The BXG series uses a squirrel-cage induction motor platform sharing the same electrical design as the standard Y2 series, allowing direct performance substitution. The 2-pole (2,850 rpm) and 4-pole (1,440 rpm) pole configurations cover the speed range needed for most food processing conveyors, pump drives, agitators, and packaging line motors.

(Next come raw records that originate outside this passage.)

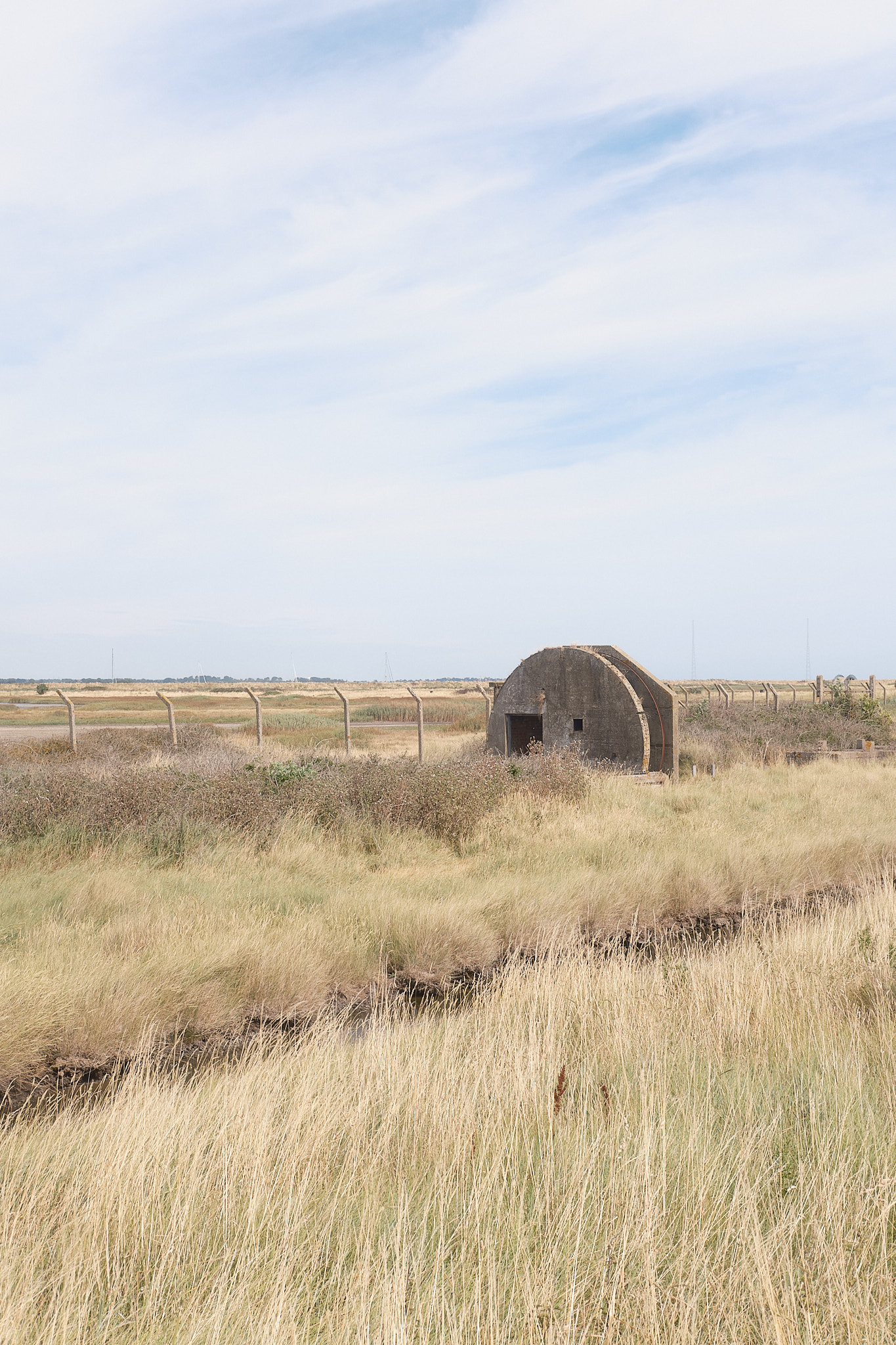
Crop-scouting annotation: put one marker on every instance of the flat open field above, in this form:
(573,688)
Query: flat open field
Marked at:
(593,1129)
(295,717)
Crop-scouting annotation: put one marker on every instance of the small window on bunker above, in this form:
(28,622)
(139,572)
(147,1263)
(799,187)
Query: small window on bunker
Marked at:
(522,731)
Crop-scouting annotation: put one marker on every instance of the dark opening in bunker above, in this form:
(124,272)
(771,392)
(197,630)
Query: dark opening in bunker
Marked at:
(522,731)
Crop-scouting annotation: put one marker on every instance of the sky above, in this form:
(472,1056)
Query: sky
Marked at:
(446,330)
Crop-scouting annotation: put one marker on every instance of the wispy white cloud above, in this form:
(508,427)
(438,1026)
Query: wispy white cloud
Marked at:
(452,328)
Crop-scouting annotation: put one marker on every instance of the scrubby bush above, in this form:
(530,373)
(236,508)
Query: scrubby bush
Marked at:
(110,795)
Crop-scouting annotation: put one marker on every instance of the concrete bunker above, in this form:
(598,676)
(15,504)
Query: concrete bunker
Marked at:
(593,697)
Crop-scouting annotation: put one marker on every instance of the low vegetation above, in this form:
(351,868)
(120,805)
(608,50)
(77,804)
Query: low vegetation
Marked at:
(202,891)
(758,735)
(689,1147)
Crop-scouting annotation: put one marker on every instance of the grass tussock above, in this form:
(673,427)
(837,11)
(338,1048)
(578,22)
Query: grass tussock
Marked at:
(759,736)
(101,940)
(694,1149)
(128,790)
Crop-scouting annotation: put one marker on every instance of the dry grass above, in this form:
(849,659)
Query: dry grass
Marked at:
(720,1165)
(198,930)
(758,735)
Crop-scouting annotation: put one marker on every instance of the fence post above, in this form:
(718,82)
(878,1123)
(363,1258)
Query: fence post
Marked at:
(172,728)
(73,736)
(258,715)
(349,725)
(488,704)
(419,725)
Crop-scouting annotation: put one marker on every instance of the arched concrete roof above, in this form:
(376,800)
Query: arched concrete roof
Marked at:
(568,684)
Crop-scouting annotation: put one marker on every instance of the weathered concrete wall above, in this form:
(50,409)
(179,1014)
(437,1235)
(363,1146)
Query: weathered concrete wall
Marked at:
(660,705)
(567,684)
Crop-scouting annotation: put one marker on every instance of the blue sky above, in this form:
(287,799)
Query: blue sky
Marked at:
(446,330)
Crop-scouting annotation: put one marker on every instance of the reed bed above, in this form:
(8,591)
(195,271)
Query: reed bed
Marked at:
(688,1149)
(199,926)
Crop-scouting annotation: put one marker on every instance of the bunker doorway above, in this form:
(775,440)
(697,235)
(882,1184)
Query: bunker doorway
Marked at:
(522,731)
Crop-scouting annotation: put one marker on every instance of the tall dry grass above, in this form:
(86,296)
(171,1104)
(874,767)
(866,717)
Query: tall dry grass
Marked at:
(720,1165)
(104,939)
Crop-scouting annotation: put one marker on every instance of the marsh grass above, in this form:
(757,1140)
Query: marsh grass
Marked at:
(200,930)
(131,791)
(720,1165)
(758,736)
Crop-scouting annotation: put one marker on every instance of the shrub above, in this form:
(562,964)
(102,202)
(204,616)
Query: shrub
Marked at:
(109,795)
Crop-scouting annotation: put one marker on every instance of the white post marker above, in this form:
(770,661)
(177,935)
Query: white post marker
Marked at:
(258,715)
(349,724)
(73,736)
(419,725)
(172,726)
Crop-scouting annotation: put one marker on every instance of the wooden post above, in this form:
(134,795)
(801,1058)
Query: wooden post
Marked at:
(73,735)
(349,725)
(258,715)
(488,704)
(419,725)
(172,726)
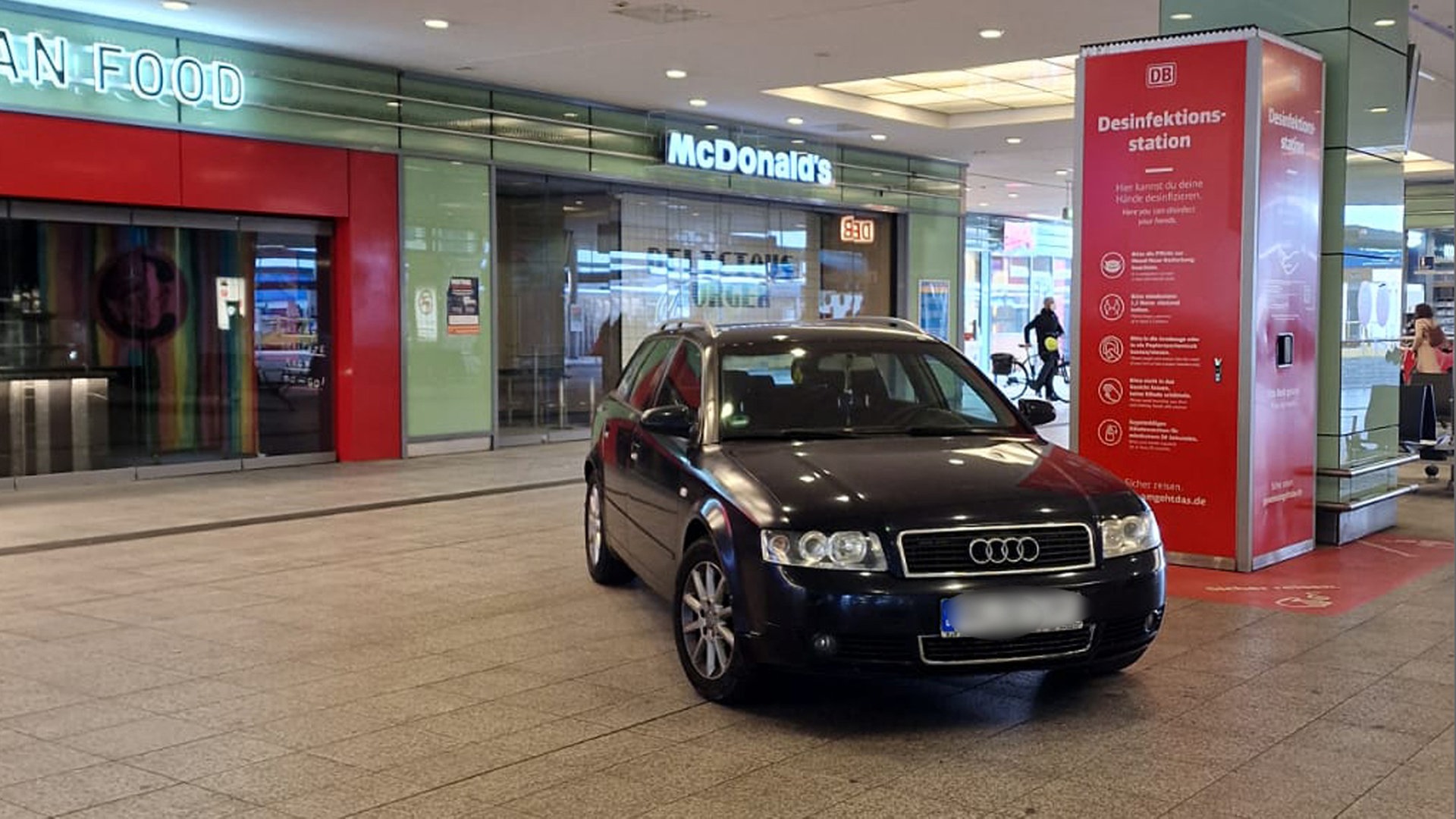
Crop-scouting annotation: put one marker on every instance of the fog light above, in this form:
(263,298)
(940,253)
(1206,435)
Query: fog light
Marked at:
(1152,621)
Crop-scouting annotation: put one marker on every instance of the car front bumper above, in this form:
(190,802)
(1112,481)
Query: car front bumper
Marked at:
(873,621)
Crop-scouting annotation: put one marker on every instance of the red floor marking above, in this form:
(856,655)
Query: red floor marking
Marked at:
(1326,582)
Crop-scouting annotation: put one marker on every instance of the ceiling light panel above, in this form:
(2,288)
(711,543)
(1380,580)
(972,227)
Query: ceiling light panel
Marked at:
(924,98)
(935,79)
(870,88)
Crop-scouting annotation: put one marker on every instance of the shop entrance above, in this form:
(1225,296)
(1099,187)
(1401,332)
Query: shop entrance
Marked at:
(159,341)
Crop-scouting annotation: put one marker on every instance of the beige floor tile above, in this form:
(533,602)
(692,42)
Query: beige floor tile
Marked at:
(36,760)
(408,706)
(86,787)
(142,736)
(280,779)
(82,717)
(386,748)
(485,722)
(207,757)
(351,798)
(318,727)
(177,802)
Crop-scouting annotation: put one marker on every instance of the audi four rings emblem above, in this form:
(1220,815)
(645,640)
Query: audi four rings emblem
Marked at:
(1001,551)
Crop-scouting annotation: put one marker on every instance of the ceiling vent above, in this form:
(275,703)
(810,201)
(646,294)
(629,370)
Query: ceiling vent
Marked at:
(660,14)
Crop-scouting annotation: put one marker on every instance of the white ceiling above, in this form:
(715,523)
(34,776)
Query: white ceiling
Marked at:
(582,49)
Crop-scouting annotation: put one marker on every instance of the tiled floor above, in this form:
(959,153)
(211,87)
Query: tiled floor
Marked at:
(453,659)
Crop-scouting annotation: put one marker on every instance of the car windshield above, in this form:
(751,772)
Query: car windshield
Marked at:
(851,388)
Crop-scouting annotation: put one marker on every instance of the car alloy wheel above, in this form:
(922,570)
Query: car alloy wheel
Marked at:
(707,620)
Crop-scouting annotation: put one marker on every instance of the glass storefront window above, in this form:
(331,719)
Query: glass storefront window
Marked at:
(133,338)
(1015,264)
(587,270)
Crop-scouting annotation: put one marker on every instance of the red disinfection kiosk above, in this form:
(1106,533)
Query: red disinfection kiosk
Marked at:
(1197,286)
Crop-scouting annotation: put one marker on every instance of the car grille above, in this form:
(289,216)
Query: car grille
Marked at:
(948,551)
(874,649)
(946,651)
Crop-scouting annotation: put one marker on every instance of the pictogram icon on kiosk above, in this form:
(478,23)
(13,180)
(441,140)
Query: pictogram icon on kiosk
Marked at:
(1110,433)
(1112,265)
(1112,308)
(1110,391)
(1111,349)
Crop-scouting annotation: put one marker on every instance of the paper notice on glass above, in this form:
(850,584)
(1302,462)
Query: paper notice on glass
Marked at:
(463,306)
(427,315)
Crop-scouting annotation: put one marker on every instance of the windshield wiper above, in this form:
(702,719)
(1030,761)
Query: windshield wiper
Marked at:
(805,433)
(949,430)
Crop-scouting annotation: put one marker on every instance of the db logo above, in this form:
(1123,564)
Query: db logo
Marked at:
(1161,74)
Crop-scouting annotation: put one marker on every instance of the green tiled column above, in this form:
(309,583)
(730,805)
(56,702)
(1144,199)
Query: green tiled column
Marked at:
(1363,42)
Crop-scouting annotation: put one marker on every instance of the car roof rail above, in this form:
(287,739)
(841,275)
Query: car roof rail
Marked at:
(884,321)
(689,324)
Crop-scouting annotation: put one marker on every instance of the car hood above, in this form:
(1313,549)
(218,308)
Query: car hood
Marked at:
(915,483)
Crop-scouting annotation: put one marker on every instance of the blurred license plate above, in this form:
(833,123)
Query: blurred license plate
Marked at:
(1005,615)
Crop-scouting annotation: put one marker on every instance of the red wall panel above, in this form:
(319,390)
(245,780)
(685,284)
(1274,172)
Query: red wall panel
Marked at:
(49,158)
(262,177)
(366,297)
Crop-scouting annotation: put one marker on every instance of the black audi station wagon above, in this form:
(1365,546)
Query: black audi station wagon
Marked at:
(855,496)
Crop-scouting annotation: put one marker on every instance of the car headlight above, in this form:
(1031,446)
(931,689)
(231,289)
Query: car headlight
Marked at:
(1130,535)
(851,551)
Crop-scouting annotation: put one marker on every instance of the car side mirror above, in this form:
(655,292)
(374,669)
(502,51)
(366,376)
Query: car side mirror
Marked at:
(674,422)
(1037,411)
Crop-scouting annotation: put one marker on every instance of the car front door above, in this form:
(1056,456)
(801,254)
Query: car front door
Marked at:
(663,464)
(618,442)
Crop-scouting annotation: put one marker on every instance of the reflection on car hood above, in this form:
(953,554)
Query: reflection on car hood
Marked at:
(913,483)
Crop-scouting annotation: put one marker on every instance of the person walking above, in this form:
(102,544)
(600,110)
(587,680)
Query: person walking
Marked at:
(1430,341)
(1049,333)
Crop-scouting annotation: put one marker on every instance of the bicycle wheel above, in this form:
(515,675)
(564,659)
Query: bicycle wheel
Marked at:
(1015,382)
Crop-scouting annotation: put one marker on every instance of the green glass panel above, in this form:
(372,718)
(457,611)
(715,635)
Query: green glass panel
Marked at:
(305,99)
(447,240)
(76,60)
(934,251)
(620,168)
(542,156)
(1280,17)
(1383,20)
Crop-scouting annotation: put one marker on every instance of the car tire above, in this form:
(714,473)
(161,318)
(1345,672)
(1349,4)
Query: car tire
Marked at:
(601,563)
(704,637)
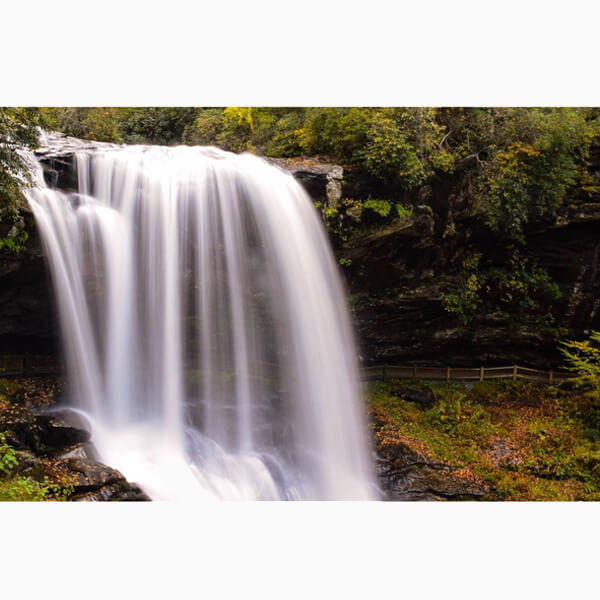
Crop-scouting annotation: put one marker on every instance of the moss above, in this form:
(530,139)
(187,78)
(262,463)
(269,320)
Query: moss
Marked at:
(526,441)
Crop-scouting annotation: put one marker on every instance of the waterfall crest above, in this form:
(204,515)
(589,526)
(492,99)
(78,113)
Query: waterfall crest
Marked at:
(204,325)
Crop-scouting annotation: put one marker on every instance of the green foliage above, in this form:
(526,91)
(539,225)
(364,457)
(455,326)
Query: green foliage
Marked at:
(545,452)
(18,129)
(583,357)
(381,207)
(541,153)
(22,489)
(8,459)
(518,286)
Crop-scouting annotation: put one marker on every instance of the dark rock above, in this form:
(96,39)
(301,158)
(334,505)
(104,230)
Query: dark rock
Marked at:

| Frame | AISI 316L stainless |
| IP rating | IP69K |
| Surface finish | Ra ≤ 0.8 μm |
| Insulation | Class H (180°C) |
| Shaft seals | FDA silicone |
| Grease | NSF H1 food-grade |
| Voltage | 380 V 50 Hz |
| Power range | 0.18–11 kW |
| Poles available | 2P (2,850 rpm) / 4P (1,440 rpm) |
6. Food Sector Applications
Meat and Poultry Processing
Conveyor drives, deboning table drives, and portion control line motors in red meat and poultry facilities are subject to multiple daily CIP cycles with NaOCl at 200 to 400 ppm and NaOH at pH 12. SS316L stainless steel motors with IP69K are the mandatory specification under USDA/FSIS and EU 853/2004 hygienic slaughter and processing regulations. The BXG series 4-pole models (1,440 rpm) paired with worm or helical reducers are the standard conveyor drive solution at 0.37 to 2.2 kW. |
Dairy and Beverage Production
Milk receiving, pasteurisation, filling, and packaging line motor drives in dairy and beverage plants operate in warm, humid environments where cleaning intervals can be as short as 4 to 6 hours. The SS316L BXG series provides the corrosion resistance needed for peracetic acid CIP at 0.1 to 0.2%, high-pressure hot water at 80°C, and steam cleaning at up to 100°C in cheese and yoghurt production areas. The 2-pole (2,850 rpm) BXG models are used for centrifugal pump drives and agitator drives in mixing vessels. |
Extreme Cl⁻ exposure from brine and gut acids. 316L preferred over 304 in all contact zones. BXG 0.37 to 1.5 kW 4-pole for filleting conveyor and washing drum drives.
Dough mixer and depositor drives in bread and pastry lines use BXG 0.75 to 5.5 kW models. Sugar and chocolate residue requires high-pressure hot water removal from motor surfaces.
API manufacturing mixing, granulation, and tablet coating line motors require GMP qualification documentation. BXG IP69K certification provides the third-party evidence for equipment validation packages.
Wort transfer pump, mash agitator, and fermentation vessel drive motors in breweries and distilleries. Hot water and steam CIP at brewing temperatures requires Class H insulation and IP69K.